Environmental and development experts have provided insights on how drylands can contribute to the growth of agriculture and the larger economy in Africa.
The experts spoke at the first-ever digital Global Landscape Forum (GLF) conference held between June 2nd and 3rd. The major theme of the conference focused around Africa’s drylands and integrative restoration practices.
While delivering a keynote speech on Africa’s perspective on ecosystem restoration at the conference, the Executive Secretary of the United Nations Convention to Combat Desertification(UNCCD), Ibrahim Thiaw, explained that drylands are significant to economic growth in countries across Africa,
Mr Thiaw also debunked misconceptions he claimed were undermining the potentials and uniqueness of Africa’s dryland amidst ongoing restoration campaigns across the world.
According to him, claims that drylands do not contribute much to the economy are untrue because in most drylands, people have lands as their only assets. He argued that in Africa, up to 70 per cent of the population depends on the primary sector, including drylands that represent up to 45 per cent.
Agriculture, livestock, inland fisheries, and tourism revenues are seamlessly possible in drylands, he explained.
Mr Thiaw stated that there’s a need to debunk myths being concocted and circulated about dryland regions across the world.
According to Aridity Index (AI), the United Nations’ Environment Programme (UNEP) explained drylands as the ratio between average annual precipitation and potential evapotranspiration, noting that drylands are lands with an AI of less than 0.65.
Mr Thiaw said the myth that drylands are not productive are untrue, adding that they provide the inhabitants with unique products and produce such as cereals, animal feed and non timber products.
He noted that almost 3 billion people live on the drylands globally. This people, he said, include 100 million pastoralists, adding that half of the world’s range land is found in dryland.
“The cotton industries would not survive without cotton coming from dryland,” he said.
“The world is just about to discover the nutritional and health values of shea butter, baobab and other cosmetic products that are uniquely produced in drylands.”

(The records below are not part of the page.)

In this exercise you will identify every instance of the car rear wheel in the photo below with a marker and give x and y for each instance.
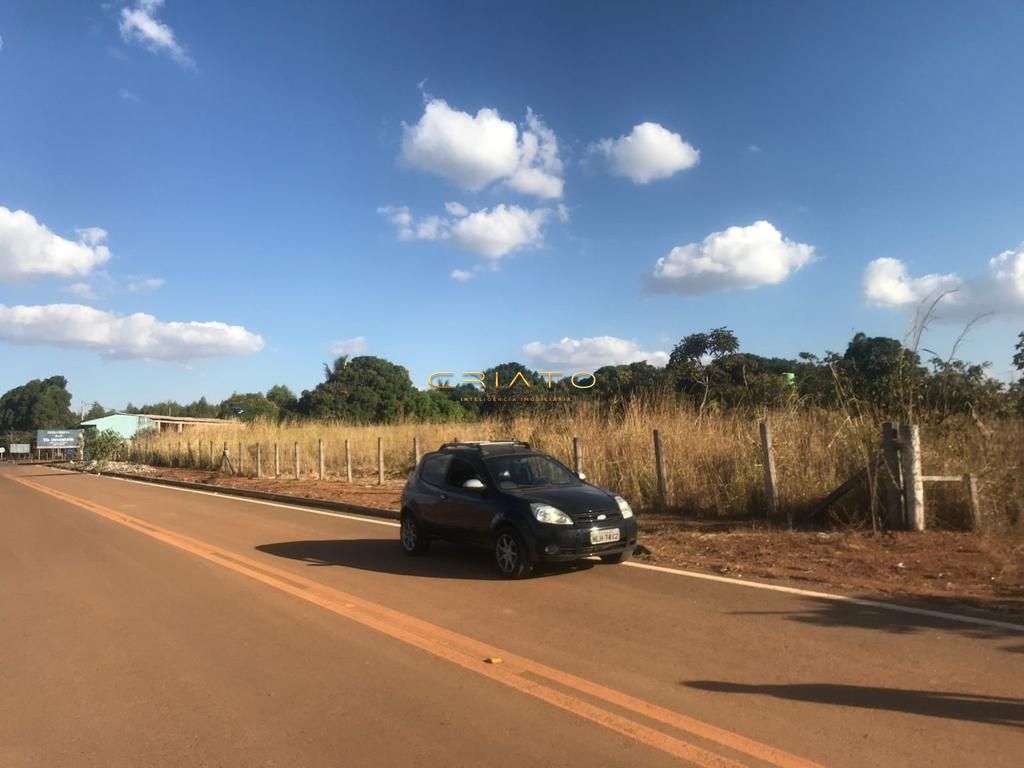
(511, 556)
(616, 558)
(414, 541)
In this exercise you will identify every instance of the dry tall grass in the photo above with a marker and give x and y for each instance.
(713, 464)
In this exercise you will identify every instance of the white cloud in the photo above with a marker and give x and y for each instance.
(139, 25)
(648, 153)
(591, 353)
(737, 258)
(349, 347)
(123, 337)
(491, 233)
(81, 290)
(999, 290)
(497, 232)
(144, 284)
(540, 171)
(473, 151)
(29, 249)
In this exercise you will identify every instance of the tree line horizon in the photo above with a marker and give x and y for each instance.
(706, 371)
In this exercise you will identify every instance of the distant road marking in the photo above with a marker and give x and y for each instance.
(228, 497)
(469, 653)
(837, 598)
(958, 617)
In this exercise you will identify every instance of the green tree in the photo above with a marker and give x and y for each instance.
(956, 387)
(95, 412)
(252, 406)
(41, 403)
(883, 373)
(366, 389)
(283, 396)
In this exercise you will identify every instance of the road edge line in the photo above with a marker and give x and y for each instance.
(867, 602)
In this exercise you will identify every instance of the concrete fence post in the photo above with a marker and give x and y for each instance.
(768, 460)
(892, 479)
(659, 471)
(972, 491)
(913, 483)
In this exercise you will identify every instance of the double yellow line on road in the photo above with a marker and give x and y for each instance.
(515, 672)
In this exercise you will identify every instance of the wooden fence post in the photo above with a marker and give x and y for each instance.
(891, 479)
(972, 491)
(768, 459)
(913, 483)
(659, 470)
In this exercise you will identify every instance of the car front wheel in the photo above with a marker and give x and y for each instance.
(414, 541)
(511, 556)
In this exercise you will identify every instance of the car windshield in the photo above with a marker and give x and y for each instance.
(528, 471)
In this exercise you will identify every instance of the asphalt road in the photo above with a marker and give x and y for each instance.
(143, 626)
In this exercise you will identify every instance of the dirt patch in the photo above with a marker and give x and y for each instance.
(974, 570)
(964, 570)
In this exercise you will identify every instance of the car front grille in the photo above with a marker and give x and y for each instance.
(590, 516)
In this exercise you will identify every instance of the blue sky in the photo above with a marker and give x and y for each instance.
(275, 168)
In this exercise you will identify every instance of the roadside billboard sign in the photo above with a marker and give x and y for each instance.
(49, 438)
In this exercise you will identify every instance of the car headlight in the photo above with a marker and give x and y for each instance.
(624, 507)
(547, 513)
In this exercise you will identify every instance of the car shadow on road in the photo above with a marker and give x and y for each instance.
(951, 706)
(385, 556)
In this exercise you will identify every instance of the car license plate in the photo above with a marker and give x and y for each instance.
(604, 537)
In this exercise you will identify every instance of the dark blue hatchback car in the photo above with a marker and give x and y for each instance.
(521, 504)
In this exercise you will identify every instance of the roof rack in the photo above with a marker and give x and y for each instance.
(484, 443)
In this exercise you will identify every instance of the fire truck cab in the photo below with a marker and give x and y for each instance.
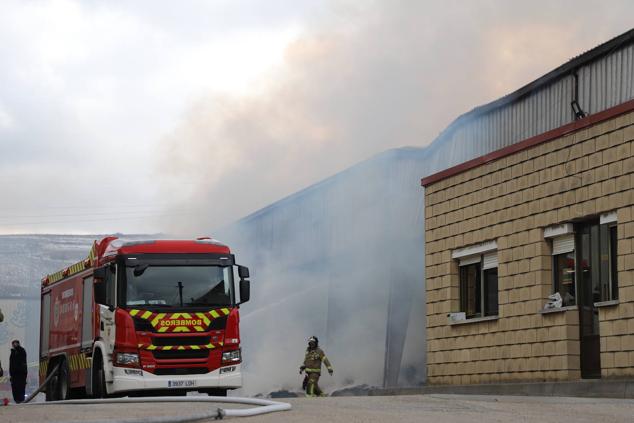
(143, 317)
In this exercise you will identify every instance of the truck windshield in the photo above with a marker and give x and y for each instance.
(179, 286)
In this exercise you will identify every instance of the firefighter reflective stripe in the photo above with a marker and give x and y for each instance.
(151, 347)
(180, 322)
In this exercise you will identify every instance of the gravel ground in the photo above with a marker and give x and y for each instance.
(415, 408)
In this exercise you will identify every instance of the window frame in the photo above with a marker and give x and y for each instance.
(481, 307)
(607, 224)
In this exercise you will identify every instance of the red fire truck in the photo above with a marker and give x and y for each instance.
(143, 317)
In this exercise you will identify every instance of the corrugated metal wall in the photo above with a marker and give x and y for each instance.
(344, 259)
(603, 83)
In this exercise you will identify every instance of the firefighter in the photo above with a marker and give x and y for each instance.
(312, 366)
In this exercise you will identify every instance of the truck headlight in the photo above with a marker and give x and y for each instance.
(231, 357)
(127, 359)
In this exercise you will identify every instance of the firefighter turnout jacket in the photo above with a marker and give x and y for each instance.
(313, 359)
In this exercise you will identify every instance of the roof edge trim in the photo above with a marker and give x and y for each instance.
(577, 125)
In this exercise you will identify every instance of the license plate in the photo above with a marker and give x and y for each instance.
(181, 383)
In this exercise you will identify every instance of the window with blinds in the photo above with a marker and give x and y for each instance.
(478, 280)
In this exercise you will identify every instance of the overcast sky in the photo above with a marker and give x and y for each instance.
(164, 116)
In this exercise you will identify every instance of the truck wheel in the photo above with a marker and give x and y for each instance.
(51, 388)
(58, 387)
(98, 378)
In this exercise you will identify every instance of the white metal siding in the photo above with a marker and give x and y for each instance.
(490, 260)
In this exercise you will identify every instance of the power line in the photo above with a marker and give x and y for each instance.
(94, 220)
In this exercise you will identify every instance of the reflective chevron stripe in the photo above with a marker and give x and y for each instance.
(151, 347)
(180, 322)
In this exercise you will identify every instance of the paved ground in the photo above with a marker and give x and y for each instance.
(415, 408)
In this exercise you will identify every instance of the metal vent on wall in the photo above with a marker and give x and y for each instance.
(563, 244)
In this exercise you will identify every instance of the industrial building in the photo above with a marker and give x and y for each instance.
(529, 264)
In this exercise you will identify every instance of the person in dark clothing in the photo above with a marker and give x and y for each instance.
(17, 371)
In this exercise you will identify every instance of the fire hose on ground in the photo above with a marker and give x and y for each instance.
(263, 406)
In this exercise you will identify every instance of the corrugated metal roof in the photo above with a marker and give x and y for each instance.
(605, 79)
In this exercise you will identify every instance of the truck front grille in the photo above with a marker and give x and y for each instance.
(180, 340)
(180, 354)
(181, 371)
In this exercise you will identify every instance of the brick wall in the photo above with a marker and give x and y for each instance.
(511, 200)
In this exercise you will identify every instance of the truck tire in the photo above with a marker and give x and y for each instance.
(58, 388)
(98, 378)
(51, 388)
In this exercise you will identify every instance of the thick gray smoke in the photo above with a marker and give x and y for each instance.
(344, 259)
(365, 77)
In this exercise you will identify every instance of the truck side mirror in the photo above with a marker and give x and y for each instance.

Speaking further, the UNCCD official also said the claim that drylands are not rich in biodiversity, and that they have little to offer in the climate crisis, is not true.
“The largest terrestrial behaviour found in the magnificent savannahs of African to the tiniest microorganism found in the large diversity of dryland habitats (Savannahs, ponds, rivers, wetland etc) are in the drylands,” he said.
Mr Thiaw noted that the large open spaces in dryland are major carbon sinks, adding that their management and mitigation provides a range of opportunities for organisms.
Similarly, the environmentalist said it is not true ‘drylands are wasteland, and they are not worth investing in’, adding that dryland harbors major extractive industries from oil production in the Middle-east to mineral extractions in dry Africa and Australia.
“The world is amazed by the clean energy potentials found in drylands,” Mr Thiaw said, adding that drylands are sources of healthy products and tourist attraction because of their unique landscape, wildlife and great diversity of people.
He noted that people living in dryland areas use little biomass and they are generally water efficient.
“People living in drylands either scarcely use the environment or they are forced to migrate because there would be no resources to sustain them.
“Change is homemade; it’s time to change our narratives on drylands in Africa. It’s time to reset, rethink Africa’s development and it is time to turn challenges into opportunities,” he said.
Providing additional insights in her remarks, Inger Anderson, Under-Secretary-General, United Nations Environment Programme (UNEP), explained that in order to reverse the damages that humanity has caused to the natural world, “there is an urgent need to mobilise and make a social movement”.
The official called for “a mass movement, a youth movement, a finance movement and a science movement to speed up Africa’s dryland restoration efforts”.
“It is a great opportunity to start delivering on sustainable development goals so that we can create that world of prosperity, equality and of peace,” she said.
Meanwhile, Salima Mohamoudou, a research associate at World Resource Institute(WRI), explained that ‘copy and paste solutions’ have proven not to be the best option to explore in drylands restoration efforts across the continent.
“There is no one-size-fits-all option. What has worked elsewhere like in the UK and U.S. may not work well for Africa,” she said.